It is this personal relation of the believer to the Holy Spirit which is first in importance. The teacher should be holy in heart and life. He should be wholly under the influence of the Spirit. He should be filled unto all the fullness of God. It is this that will give him power, and not any special influence of the Spirit which he may receive as a Christian worker. The teacher should be filled with the Holy Spirit; this will make him a new man and prepare him to be a successful winner of souls.
Then, besides this personal relation as believers in Christ, those who would teach others should seek the special help of the Spirit in their work. The apostles were not permitted to go into the field to tell the story of the redemption until they had been endued with power from on high. When they had received this enduement they at once began to speak with new tongues. This gift was supernatural, but we may learn from it that those who would speak now for Christ to others need a new power of speech. The receiving of the Holy Spirit will not enable them to speak in a language they have never learned, but it will give to their words a spiritual energy which they have never had before. A burning heart produces burning speech. Those who obtain the help of the Holy Spirit in teaching the Word of God will find that their words have new force. God himself will speak through them, and his voice of gentle stillness will reach the hearts of those they teach as no eloquent words of mere human speech can ever do.

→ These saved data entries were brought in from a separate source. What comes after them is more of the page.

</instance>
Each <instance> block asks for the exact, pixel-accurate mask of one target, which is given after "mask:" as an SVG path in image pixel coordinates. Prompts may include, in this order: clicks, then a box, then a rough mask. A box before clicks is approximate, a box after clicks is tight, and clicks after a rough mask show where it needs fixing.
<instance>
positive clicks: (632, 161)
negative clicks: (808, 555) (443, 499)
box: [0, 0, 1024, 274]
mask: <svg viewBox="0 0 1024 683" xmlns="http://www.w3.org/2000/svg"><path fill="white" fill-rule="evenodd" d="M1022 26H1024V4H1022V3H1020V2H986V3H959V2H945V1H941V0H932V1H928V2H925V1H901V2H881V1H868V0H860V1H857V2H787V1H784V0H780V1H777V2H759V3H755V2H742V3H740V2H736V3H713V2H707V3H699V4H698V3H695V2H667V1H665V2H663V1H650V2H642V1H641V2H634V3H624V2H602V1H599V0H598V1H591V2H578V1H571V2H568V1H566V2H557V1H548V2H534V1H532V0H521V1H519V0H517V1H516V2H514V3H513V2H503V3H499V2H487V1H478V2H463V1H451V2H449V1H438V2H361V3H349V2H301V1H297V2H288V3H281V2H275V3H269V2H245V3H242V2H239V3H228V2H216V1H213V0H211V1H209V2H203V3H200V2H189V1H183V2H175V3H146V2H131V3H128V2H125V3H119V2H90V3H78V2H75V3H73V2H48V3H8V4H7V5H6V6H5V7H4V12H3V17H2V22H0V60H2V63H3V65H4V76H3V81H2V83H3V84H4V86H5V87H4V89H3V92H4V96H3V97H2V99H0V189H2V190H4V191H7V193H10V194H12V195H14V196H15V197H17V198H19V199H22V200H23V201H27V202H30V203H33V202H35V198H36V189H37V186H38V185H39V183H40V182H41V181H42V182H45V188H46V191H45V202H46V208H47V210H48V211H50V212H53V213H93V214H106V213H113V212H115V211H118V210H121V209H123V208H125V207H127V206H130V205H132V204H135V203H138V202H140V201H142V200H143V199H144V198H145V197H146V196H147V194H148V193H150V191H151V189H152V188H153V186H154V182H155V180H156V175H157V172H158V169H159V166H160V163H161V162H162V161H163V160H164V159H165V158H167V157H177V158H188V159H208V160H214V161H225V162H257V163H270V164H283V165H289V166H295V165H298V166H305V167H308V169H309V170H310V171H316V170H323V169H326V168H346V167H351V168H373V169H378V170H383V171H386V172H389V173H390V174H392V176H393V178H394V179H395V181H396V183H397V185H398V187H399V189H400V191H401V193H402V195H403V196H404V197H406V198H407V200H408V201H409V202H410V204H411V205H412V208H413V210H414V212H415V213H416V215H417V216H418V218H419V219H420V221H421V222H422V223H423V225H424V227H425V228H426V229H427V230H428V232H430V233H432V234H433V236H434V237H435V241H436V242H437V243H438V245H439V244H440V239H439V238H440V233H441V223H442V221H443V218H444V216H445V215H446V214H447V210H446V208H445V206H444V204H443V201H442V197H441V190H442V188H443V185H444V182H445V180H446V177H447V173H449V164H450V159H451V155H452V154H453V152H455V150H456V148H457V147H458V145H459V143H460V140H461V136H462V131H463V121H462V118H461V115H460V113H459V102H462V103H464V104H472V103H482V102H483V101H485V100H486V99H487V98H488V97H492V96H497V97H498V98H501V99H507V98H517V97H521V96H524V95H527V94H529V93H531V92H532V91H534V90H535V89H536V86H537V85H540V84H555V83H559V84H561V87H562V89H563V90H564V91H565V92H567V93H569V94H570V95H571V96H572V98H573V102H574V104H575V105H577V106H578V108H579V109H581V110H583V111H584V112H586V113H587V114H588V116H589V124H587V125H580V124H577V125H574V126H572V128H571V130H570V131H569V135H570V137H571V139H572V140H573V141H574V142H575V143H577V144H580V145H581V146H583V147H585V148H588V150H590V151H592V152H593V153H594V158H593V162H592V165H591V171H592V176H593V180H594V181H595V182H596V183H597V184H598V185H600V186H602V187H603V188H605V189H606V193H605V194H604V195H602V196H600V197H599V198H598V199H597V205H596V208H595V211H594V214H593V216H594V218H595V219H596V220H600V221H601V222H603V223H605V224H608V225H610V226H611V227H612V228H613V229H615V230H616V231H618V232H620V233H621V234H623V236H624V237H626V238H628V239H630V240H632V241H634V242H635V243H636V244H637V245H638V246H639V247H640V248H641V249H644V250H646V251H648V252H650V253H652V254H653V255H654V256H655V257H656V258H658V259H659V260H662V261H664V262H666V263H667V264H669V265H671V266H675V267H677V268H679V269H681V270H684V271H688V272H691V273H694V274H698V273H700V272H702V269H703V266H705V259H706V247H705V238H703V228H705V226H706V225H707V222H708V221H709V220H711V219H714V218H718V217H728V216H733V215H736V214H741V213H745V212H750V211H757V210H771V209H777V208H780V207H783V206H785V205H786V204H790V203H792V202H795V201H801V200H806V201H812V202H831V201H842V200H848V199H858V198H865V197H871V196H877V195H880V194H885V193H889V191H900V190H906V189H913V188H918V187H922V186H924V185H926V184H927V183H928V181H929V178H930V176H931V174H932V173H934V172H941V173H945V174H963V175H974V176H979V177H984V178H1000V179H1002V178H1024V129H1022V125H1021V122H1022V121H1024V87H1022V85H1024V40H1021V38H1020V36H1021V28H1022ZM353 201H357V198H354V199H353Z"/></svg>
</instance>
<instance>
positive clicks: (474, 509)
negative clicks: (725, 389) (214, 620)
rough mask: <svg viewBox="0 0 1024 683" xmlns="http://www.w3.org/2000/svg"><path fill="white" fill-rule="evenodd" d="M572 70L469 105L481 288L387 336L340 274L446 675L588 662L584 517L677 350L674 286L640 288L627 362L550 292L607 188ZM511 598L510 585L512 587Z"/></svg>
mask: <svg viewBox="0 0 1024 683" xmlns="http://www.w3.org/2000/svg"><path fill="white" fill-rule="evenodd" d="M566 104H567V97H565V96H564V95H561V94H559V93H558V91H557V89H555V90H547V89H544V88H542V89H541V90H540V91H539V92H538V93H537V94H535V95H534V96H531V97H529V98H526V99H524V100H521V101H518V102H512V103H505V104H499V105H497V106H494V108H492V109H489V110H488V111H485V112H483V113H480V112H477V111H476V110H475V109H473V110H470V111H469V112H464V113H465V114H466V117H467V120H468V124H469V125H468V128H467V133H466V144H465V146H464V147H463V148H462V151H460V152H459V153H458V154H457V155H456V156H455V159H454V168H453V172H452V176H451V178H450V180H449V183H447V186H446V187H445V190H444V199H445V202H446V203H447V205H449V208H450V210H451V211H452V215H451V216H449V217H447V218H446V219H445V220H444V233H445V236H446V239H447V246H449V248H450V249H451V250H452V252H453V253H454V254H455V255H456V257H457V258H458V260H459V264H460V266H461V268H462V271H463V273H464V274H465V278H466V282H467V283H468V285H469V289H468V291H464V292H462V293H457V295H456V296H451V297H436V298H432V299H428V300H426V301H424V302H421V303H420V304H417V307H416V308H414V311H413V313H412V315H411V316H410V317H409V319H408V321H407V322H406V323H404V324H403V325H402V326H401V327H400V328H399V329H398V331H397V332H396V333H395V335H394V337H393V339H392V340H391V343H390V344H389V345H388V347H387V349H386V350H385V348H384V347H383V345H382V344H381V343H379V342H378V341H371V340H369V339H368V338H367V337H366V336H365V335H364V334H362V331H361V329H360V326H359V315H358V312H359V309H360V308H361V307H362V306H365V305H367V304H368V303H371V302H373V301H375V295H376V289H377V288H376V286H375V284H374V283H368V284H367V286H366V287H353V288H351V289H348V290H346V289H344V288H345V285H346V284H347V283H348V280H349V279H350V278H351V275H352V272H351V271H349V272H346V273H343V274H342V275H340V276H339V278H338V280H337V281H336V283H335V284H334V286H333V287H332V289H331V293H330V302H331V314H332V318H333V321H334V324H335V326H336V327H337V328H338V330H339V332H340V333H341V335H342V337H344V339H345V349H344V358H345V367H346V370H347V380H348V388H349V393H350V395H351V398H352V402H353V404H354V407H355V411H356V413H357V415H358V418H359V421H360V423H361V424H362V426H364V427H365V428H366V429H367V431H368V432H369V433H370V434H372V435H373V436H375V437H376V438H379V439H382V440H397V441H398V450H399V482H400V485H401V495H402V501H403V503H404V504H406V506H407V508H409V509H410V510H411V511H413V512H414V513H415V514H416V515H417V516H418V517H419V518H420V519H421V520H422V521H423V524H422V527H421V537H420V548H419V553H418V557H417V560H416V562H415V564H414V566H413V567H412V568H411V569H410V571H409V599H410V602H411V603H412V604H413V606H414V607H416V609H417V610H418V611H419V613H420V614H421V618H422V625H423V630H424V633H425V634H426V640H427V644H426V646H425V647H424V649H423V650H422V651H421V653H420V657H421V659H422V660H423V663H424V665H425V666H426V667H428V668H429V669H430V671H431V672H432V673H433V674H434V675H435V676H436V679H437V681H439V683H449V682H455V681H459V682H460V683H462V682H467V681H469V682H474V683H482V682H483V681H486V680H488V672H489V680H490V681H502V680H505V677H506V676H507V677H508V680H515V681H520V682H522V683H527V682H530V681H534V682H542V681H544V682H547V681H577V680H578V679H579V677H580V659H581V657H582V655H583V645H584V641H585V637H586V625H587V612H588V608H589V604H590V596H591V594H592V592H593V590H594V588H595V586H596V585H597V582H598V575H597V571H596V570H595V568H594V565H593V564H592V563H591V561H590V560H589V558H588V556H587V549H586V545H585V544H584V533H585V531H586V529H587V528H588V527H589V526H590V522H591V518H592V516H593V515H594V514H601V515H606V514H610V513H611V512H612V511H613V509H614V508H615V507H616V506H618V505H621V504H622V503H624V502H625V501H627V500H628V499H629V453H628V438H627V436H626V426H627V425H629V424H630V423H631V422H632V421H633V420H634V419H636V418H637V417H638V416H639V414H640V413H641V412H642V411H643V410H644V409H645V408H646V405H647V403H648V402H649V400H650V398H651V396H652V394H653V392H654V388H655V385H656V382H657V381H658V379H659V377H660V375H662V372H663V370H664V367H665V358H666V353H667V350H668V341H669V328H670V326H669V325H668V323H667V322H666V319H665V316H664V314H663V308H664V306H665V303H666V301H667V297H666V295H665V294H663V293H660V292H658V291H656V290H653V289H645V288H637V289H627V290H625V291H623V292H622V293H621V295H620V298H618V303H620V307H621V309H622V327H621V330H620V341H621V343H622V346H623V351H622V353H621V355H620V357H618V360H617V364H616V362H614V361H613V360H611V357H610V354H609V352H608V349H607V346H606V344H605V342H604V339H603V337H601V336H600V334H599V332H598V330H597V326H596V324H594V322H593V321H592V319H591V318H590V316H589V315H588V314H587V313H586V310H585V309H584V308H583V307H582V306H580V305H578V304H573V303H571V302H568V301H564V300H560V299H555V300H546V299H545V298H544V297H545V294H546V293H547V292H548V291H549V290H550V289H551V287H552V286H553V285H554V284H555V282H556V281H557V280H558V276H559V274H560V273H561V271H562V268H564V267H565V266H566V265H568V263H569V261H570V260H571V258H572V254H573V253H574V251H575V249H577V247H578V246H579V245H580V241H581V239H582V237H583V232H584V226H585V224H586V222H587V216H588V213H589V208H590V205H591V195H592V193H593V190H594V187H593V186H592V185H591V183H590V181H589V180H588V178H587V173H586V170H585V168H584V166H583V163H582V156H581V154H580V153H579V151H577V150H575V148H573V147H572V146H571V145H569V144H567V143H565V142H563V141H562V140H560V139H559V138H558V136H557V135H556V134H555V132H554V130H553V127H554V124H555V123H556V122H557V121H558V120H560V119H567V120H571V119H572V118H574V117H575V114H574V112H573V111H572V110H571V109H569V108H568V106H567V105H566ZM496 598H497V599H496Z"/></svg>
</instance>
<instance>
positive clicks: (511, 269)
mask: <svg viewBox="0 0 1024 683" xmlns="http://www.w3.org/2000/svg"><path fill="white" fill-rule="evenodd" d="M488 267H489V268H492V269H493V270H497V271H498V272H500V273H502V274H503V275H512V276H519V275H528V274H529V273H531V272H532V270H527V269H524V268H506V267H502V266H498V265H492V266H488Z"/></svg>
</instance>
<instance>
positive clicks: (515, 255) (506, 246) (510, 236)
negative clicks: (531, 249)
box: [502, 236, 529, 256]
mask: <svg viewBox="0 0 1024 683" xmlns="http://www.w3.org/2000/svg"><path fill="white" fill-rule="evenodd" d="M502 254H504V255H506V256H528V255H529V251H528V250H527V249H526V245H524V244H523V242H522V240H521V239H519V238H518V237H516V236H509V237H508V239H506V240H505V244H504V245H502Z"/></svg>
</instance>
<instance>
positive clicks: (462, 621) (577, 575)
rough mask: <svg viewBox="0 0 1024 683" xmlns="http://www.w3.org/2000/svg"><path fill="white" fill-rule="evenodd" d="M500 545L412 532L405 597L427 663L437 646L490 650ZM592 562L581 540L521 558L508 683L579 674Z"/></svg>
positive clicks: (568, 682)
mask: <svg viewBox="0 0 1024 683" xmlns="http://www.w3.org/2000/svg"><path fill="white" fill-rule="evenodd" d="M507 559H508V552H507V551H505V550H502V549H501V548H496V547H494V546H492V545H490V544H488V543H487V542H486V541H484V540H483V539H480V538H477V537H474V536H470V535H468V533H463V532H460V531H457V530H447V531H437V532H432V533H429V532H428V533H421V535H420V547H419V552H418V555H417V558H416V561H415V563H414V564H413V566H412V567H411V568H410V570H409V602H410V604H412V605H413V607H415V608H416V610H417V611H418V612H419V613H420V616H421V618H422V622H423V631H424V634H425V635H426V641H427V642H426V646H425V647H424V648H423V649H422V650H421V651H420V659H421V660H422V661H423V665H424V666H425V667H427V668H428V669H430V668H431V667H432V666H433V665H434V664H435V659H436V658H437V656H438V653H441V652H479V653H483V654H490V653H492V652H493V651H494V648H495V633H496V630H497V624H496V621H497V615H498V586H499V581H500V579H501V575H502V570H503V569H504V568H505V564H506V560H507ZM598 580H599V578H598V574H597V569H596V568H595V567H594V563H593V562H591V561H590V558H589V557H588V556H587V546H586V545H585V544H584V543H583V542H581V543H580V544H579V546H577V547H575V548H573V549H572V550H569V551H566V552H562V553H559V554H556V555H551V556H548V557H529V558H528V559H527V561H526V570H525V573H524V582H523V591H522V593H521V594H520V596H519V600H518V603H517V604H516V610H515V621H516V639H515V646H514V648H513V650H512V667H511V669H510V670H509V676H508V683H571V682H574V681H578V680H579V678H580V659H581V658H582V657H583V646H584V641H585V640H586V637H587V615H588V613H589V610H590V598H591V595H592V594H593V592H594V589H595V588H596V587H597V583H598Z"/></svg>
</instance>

How may the teacher obtain this help of the Holy Spirit in his work? As has been said already, the teacher must be Christian. He must abide in Christ and have Christ abiding in him. Then, he must seek the guidance of the Spirit in his preparation for teaching. Only the Spirit can reveal the meaning of the words of the Scriptures, for He is their author — they were inspired by him. It is the reverent, prayerful student of the Scriptures, who finds the precious things in them.
Again, the teacher should seek the aid of the Spirit in preparing the hearts of his pupils to receive the truths he is to teach them. He should also make sure of the Spirit in himself before he begins his work, going form his closet to his class. Then, when he is in his place, with the Bible open, he should depend upon the Spirit to use him and his words, to speak through him and to work in the hearts of his pupils.
Those who teach thus filled with the Holy Spirit and under his power will never work in vain. They will be burning and shining lights, shining because they burn.